Análise e comparação entre os conceitos Igreja Missionária/Igreja Missional; Líder Missionário/Líder Missional
por Rinaldo de Mattos | 2015
INTRODUÇÃO
Fui formado na época em que se falava apenas em Igreja Missionária, ao enfocar o tema Missões, época quando a teoria da Igreja Missional ainda não existia. Nesses últimos anos, porém, tenho me preocupado com o assunto e, agora, depois de ler vários trabalhos sobre o tema, a maioria deles elaborados nessas duas últimas décadas, e lendo também parte do livro de Michael W. Goheen “A Igreja Missional na Bíblia (só pude consegui-lo nesta última semana), faço o seguinte resumo das minhas observações:
PONTOS POSITIVOS:
A teoria da igreja Missional traz à baila uma série de verdades bíblico/missionárias que estavam como que esquecidas ou ignoradas pela maioria de nossas igrejas, mesmo aquelas que se consideravam igrejas missionárias. Eis algumas delas que, para mim, fizeram sentido:
- Que a Grande Comissão foi dada à igreja, significando que a incumbência é de todos os crentes e não somente de um grupo seleto de pastores, missionários e evangelistas. Com essa visão, a igreja procura equipar cada crente para o trabalho do reino, fazendo-o entender que ele não é apenas um membro da igreja (um cliente), mas que ele é discípulo de Cristo e chamado para testemunhar de Cristo no lugar onde vive, estuda, trabalha, ou seja, a todas as pessoas ao alcance de sua influência pessoal.

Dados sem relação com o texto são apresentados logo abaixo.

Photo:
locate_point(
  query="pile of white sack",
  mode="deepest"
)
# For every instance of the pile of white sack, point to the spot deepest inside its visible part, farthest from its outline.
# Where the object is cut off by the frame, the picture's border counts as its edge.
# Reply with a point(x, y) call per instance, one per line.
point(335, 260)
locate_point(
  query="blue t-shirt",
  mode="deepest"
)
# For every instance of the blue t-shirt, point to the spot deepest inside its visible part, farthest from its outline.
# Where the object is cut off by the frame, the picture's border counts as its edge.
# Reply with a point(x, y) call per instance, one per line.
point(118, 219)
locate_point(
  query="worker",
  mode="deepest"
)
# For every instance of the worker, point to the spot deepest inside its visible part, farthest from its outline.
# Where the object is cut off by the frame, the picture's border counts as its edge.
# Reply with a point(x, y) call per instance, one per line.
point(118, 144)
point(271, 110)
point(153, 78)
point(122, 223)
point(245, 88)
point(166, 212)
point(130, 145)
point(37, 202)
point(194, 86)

- Que é necessário formar cada membro da igreja como discípulo de Cristo para que ele venha a ser uma testemunha viva do reino de Deus, na terra. Com isso, a igreja deve mudar o seu enfoque em programas para colocar o seu enfoque nas pessoas.
- Que a igreja (instituída) não é um local de evangelismo para onde as pessoas devem ir para ouvir o evangelho, mas é o instrumento de Deus para levar o evangelho onde as pessoas estão. Com esse enfoque, fica claro que o verdadeiro membro da igreja, então discipulado, não irá (necessariamente) tentar trazer seu amigo ou colega para a igreja para ouvir o evangelho (da boca do pastor), mas ele estará preparado para comunicar o evangelho ao seu amigo, vizinho, ou colega onde eles estiverem.
- Que a igreja deve exercer uma influência benfazeja e fazer a diferença, em termos éticos, morais, sociais, etc. na comunidade onde se encontra inserida. Eu conheço igrejas verdadeiramente “ilhadas” nas comunidades onde se encontram, sem nenhuma influência pessoal ou coletiva sobre a comunidade, igrejas essas que precisam, desesperadamente, desse enfoque trazido pela teoria da Igreja Missional.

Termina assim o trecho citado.